Here is a group of ternetzi I had:








Love love love the shape of this fish....to me...this fish has a perfect shape..








And finally....my rhom showing off. Not a great picture...but you get the idea.


----------



## scotty (Oct 3, 2007)

so which ones did you like better the reds or the rhom? and what did you put in you eheim to keep the water clear? or how would you do it as in tray one tray two tray three tray four? also what type of plant is that in the nect to last pic with th e red?


----------



## piranawick (Dec 1, 2004)

Great looking collections GG


----------



## Grosse Gurke (Jan 3, 2003)

> so which ones did you like better the reds or the rhom?

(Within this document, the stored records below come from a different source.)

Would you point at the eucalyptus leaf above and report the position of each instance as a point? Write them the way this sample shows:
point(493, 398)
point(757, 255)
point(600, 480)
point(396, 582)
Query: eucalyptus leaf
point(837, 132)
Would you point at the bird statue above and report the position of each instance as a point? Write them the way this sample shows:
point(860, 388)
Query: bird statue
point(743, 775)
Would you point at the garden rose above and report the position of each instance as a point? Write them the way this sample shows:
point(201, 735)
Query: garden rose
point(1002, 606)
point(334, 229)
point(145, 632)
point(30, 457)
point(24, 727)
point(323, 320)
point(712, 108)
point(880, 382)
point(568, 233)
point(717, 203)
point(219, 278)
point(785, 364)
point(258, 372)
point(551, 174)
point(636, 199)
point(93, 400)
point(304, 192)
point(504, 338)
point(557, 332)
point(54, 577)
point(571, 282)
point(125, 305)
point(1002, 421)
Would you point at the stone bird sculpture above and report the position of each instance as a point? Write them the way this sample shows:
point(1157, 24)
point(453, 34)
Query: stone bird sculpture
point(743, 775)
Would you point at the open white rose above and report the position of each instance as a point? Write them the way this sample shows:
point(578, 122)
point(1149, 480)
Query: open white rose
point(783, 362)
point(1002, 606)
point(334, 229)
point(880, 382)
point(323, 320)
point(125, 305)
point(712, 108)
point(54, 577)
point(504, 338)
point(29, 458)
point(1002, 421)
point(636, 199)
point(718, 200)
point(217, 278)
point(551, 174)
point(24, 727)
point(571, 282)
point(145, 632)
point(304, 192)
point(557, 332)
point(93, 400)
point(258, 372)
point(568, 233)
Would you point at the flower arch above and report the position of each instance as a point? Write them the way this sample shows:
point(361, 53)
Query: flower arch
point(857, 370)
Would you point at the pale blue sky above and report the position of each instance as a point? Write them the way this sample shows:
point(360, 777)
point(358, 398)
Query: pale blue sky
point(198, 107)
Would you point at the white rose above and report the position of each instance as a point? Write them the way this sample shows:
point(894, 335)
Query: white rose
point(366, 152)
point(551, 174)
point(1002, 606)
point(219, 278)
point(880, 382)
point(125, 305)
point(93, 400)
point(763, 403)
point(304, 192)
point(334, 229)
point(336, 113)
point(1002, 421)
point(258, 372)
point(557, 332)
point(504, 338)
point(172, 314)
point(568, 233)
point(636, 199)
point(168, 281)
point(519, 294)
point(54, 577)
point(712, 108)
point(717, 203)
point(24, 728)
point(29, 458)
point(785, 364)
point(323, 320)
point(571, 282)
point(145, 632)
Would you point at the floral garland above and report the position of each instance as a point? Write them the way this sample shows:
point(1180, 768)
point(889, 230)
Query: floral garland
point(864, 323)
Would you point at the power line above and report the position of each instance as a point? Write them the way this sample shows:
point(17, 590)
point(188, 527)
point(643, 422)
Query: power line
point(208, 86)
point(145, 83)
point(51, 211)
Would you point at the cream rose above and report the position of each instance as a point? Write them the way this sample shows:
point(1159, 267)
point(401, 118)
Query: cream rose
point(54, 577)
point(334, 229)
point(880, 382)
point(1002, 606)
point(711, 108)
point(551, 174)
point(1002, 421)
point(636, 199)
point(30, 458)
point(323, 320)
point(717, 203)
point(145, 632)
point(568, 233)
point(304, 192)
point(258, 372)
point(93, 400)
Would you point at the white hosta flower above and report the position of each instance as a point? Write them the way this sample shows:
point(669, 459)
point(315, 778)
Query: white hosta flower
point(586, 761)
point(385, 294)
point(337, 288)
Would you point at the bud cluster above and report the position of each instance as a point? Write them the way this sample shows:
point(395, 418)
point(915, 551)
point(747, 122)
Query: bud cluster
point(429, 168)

I still have the rhom if that tells you anything.


> and what did you put in you eheim to keep the water clear? or how would you do it as in tray one tray two tray three tray four?


Im oldschool...none of my canisters have trays. Just a simple course sponge on the bottom...loaded up with bio-media...and a sponge before the pump. My canisters are all set up for pretty much only bio-filtration...which is why most of my tanks also have an ac500 or two on them as well.


> also what type of plant is that in the nect to last pic with th e red?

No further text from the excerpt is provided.